On Jan. 27, Raymond Davis killed two armed Pakistanis in a crowded part of Lahore, firing his Glock pistol nine times through the windshield of his car at the two motorcycle-borne men and landing every shot. He then exited his car to photograph and film the men, who he alleged were trying to rob him. According to autopsy findings, one was still alive when Davis photographed them. A third Pakistani was killed when he was hit by a vehicle responding to Davis' subsequent call for backup. Both Davis and the backup car fled the scene. The police successfully intercepted Davis and arrested him, while the other vehicle escaped.
The incident has provoked widespread outrage in Pakistan that spans the political, religious and social spectrum. The episode confirms every suspicion of those who already held a negative view of the U.S., but the anger is also widely shared by those who are normally predisposed to defend the U.S. Washington's official reaction was to call for Davis' immediate release based on diplomatic immunity, a claim Pakistan has referred to the courts. Washington's notable failure to immediately and fully acknowledge the loss of life raised Pakistani passions, and subsequent threats to cut aid and curtail bilateral dialogue strengthened the perception of U.S. high-handedness.

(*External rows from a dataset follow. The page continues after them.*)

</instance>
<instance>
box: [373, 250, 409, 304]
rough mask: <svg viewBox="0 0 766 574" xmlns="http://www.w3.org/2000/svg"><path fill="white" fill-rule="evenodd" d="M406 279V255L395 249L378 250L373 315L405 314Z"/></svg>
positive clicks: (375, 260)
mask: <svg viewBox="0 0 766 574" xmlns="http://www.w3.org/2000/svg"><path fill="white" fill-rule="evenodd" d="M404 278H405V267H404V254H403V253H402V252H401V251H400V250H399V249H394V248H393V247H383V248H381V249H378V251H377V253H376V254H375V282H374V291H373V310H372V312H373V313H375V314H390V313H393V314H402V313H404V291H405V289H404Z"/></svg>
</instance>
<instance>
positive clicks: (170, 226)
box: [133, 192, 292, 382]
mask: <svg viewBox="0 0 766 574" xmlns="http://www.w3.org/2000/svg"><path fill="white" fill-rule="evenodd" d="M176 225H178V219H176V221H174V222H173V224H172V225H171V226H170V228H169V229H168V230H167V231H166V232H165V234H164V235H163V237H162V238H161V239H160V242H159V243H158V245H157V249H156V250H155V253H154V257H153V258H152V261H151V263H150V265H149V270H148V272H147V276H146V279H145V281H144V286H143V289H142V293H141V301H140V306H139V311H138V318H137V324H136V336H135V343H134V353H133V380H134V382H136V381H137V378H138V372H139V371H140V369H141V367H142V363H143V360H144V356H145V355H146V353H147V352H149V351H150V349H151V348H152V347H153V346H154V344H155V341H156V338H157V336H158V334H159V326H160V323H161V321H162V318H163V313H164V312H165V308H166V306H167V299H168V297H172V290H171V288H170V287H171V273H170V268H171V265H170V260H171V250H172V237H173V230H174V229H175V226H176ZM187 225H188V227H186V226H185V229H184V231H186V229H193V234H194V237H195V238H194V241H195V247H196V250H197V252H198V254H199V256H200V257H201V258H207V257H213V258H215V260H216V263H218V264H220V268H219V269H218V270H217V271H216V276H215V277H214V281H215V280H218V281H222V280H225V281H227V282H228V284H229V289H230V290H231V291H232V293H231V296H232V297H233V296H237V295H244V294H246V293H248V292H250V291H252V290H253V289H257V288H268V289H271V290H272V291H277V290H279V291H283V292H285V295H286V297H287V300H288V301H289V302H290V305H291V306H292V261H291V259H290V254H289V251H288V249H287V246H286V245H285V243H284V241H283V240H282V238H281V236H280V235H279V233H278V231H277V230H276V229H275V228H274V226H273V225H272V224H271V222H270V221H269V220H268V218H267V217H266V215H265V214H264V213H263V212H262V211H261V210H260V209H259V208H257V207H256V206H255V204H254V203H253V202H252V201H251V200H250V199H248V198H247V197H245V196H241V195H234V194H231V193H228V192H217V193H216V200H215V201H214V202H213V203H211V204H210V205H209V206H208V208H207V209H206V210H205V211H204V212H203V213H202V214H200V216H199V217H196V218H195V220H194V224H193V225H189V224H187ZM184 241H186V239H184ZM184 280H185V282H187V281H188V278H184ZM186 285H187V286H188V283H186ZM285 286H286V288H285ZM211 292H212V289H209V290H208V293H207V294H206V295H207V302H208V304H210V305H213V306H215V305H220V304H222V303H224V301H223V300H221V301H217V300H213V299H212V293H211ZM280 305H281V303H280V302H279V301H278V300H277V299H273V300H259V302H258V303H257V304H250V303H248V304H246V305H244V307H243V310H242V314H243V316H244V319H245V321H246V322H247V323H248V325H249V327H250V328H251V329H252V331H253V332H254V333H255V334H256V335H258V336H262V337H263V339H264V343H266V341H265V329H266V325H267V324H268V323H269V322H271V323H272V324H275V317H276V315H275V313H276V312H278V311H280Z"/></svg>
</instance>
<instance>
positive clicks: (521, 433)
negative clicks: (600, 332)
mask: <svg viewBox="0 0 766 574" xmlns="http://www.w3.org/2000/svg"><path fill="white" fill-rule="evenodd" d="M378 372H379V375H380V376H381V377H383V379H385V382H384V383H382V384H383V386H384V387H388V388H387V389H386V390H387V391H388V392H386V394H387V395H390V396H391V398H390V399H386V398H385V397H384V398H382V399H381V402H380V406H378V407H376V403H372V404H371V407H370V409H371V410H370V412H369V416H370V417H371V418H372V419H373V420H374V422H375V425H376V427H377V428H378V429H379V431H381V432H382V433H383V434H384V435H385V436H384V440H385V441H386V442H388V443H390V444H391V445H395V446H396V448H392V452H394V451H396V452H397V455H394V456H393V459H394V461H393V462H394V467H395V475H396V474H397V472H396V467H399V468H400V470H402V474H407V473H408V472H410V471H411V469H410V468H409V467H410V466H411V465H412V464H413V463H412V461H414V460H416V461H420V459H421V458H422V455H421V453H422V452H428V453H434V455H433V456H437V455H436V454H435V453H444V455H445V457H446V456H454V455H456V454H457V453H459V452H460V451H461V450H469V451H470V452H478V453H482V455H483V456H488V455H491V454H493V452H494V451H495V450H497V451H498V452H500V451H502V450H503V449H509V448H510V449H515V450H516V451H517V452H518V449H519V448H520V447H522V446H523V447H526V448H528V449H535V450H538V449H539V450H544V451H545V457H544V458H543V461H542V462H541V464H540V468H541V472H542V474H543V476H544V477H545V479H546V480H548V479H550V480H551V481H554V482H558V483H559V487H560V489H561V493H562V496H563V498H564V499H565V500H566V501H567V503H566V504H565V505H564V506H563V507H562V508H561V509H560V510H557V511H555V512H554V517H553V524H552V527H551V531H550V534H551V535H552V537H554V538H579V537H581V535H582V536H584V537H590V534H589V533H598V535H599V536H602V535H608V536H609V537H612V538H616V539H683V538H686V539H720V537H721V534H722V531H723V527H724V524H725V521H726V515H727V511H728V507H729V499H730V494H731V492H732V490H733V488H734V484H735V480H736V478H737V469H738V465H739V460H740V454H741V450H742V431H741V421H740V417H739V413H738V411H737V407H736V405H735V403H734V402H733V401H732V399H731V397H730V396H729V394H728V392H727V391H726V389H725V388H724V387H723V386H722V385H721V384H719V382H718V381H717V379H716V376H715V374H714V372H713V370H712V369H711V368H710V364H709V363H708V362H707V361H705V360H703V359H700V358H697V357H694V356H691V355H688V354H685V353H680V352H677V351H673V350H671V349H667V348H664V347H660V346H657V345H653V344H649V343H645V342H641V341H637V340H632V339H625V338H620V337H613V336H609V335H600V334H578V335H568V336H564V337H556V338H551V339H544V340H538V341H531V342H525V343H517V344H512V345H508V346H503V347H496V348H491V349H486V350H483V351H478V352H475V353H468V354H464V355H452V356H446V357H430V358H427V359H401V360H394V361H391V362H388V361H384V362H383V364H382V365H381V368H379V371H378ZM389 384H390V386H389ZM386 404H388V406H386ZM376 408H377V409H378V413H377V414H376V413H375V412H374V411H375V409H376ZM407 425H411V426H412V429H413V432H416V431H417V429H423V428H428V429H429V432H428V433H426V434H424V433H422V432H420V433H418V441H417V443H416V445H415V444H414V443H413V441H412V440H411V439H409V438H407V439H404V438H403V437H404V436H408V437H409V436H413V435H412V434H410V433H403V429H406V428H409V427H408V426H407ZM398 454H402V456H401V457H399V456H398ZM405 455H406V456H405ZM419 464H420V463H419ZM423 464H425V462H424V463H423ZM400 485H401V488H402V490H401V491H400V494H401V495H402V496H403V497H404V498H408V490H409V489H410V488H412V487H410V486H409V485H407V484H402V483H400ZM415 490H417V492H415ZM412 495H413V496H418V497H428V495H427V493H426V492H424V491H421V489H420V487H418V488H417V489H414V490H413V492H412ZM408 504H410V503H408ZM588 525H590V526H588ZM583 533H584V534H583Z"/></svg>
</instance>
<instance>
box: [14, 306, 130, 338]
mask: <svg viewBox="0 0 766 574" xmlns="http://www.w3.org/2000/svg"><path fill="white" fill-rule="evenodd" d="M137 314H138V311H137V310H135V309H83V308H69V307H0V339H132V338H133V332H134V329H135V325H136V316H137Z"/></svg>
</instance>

The shooting disrupted an already charged domestic environment. Pakistan is in acute economic turmoil, and headlines in the days before the incident were heavily focused on government corruption. Aware of its unpopularity, the Pakistani government responded cautiously to the shooting and, with a mind to its domestic audience, has resisted U.S. demands. These moves, however, have failed to quell dissatisfaction with the government, and anti-American sentiment has surged to unprecedented levels. The subsequent confirmation of Davis' ties to the CIA has only validated public opinion and settled the question of diplomatic immunity in the minds of Pakistanis, even though the courts have yet to rule on the matter.